The second session is primarily hands-on, focusing on (i) processor development: participants will learn to implement a processor in a language of choice and configure it for pipeline integration. Concretely, the participants will implement a processor that transforms a stream of RDF triples based on a configured language translation, by leveraging a lightweight ML model to perform the translations locally; and (ii) pipeline assembly: participants will construct a working streaming pipeline, using both existing and the participant’s custom-built processor, that pulls data, applies transformations, validates and publishes the results to a triple store.

Material

The tutorial is guided by slides, which are shared online.
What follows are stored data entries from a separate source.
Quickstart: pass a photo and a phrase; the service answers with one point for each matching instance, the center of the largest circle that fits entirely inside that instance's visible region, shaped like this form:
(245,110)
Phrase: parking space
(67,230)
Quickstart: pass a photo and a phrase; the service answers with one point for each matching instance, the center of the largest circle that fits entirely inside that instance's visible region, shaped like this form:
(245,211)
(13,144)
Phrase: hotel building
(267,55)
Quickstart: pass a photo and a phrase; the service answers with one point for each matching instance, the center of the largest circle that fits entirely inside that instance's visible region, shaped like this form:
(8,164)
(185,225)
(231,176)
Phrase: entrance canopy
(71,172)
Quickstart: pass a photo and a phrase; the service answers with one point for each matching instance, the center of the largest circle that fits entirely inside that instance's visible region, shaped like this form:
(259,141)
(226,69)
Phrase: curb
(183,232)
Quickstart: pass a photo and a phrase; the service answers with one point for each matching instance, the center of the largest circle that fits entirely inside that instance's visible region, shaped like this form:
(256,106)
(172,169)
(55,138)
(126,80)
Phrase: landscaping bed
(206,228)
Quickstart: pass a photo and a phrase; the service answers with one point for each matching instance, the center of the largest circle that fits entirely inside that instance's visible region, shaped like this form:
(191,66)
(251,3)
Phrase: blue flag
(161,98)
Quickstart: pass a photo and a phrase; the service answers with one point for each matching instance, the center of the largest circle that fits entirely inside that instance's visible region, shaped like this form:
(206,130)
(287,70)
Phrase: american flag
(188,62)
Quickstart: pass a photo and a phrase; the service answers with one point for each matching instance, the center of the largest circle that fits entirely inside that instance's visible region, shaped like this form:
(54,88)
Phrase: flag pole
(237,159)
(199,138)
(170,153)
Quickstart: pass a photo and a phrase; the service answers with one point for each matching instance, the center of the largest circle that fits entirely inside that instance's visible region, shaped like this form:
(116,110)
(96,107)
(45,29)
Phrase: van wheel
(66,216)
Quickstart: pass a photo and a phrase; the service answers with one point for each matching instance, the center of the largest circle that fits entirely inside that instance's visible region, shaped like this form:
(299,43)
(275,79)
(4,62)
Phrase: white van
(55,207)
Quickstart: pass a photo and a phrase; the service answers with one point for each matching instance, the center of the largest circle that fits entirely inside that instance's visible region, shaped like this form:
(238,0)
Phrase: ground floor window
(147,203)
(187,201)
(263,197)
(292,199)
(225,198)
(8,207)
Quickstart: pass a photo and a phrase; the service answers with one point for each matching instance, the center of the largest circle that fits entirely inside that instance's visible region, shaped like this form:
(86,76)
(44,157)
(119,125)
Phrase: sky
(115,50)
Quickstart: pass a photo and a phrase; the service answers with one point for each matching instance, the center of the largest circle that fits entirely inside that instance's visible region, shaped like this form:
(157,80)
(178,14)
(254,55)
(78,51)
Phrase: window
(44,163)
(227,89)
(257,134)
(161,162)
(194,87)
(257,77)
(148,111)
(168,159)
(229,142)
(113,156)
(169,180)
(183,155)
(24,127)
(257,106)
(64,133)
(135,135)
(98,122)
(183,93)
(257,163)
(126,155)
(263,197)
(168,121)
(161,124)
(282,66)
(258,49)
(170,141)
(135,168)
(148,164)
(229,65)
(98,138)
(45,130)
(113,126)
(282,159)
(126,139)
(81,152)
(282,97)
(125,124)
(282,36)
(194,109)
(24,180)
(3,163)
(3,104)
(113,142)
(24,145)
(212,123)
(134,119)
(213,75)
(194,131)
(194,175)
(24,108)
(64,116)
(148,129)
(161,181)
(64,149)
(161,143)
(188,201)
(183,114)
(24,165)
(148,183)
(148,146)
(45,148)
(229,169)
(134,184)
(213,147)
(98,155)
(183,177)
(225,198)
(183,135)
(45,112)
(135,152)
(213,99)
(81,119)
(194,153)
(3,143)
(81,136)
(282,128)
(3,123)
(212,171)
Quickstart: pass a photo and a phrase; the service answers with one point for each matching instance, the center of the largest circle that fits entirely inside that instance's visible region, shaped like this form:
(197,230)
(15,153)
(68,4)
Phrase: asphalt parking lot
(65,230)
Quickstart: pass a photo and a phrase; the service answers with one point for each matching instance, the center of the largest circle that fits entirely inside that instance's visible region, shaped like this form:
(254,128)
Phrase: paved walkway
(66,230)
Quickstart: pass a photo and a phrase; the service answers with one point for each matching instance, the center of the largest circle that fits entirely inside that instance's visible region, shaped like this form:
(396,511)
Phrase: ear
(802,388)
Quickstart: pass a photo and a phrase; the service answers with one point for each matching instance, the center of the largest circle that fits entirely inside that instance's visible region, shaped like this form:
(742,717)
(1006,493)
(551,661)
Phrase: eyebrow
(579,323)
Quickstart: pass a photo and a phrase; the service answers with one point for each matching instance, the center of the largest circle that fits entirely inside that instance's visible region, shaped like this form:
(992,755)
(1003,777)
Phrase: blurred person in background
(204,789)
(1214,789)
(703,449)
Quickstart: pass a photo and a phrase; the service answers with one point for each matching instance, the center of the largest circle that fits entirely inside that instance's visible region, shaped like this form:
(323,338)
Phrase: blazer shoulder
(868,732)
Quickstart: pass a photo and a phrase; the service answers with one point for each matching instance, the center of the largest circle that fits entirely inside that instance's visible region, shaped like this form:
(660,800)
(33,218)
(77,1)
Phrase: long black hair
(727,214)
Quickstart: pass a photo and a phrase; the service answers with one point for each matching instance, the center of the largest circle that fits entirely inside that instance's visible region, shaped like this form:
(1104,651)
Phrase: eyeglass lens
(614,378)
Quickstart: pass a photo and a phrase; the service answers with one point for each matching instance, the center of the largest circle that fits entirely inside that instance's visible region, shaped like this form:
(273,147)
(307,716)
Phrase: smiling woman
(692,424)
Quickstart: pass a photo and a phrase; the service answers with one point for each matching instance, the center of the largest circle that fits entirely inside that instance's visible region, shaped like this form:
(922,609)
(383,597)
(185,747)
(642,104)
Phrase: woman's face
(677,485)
For the hands-on coding sessions, we provide a git repository with separate branches for all sequentially completed tasks. This will allow participants that are unable to complete a certain task, to still begin with the next task by checking out the corresponding branch. An online specification is provided with detailed technical descriptions. The slides, specification and git repository are open for everyone under the CC BY 4.0 license.

Audience

This tutorial targets intermediate to advanced developers and researchers interested in data processing pipelines using Semantic Web technologies. It is designed to accommodate about 20 participants with a basic understanding of RDF and SHACL, and programming experience in either Python, JavaScript, or Java.

Presenters

This tutorial will be presented by Ieben Smessaert (primary contact: ieben.smessaert@ugent.be), Arthur Vercruysse and Pieter Colpaert from Ghent University–imec.

Ieben Smessaert is a second year PhD student and one of the main developers and maintainers of the RDF-Connect ecosystem. He actively applies RDFC in real-world use cases and also has teaching experience by assisting practical sessions of the Web Development course by Ruben Verborgh at Ghent University.

Arthur Vercruysse is a third year PhD student, who started his research journey with Knowledge Graph construction, and focused on developer tooling with his love for compilers. He is the main architect behind RDFC.

Prof. Pieter Colpaert co-leads the KNowledge on Web Scale team at Ghent University, where he also teaches the Knowledge Graphs course. He is also the editor of both the W3C TREE Community Group reports and the SEMIC LDES specification. With his team, he initiated the work on RDF-Connect.

Requirements

For this tutorial, we require a projector to present our slides, and a power plug for charging our laptop. The presenters and the participants need an internet connection.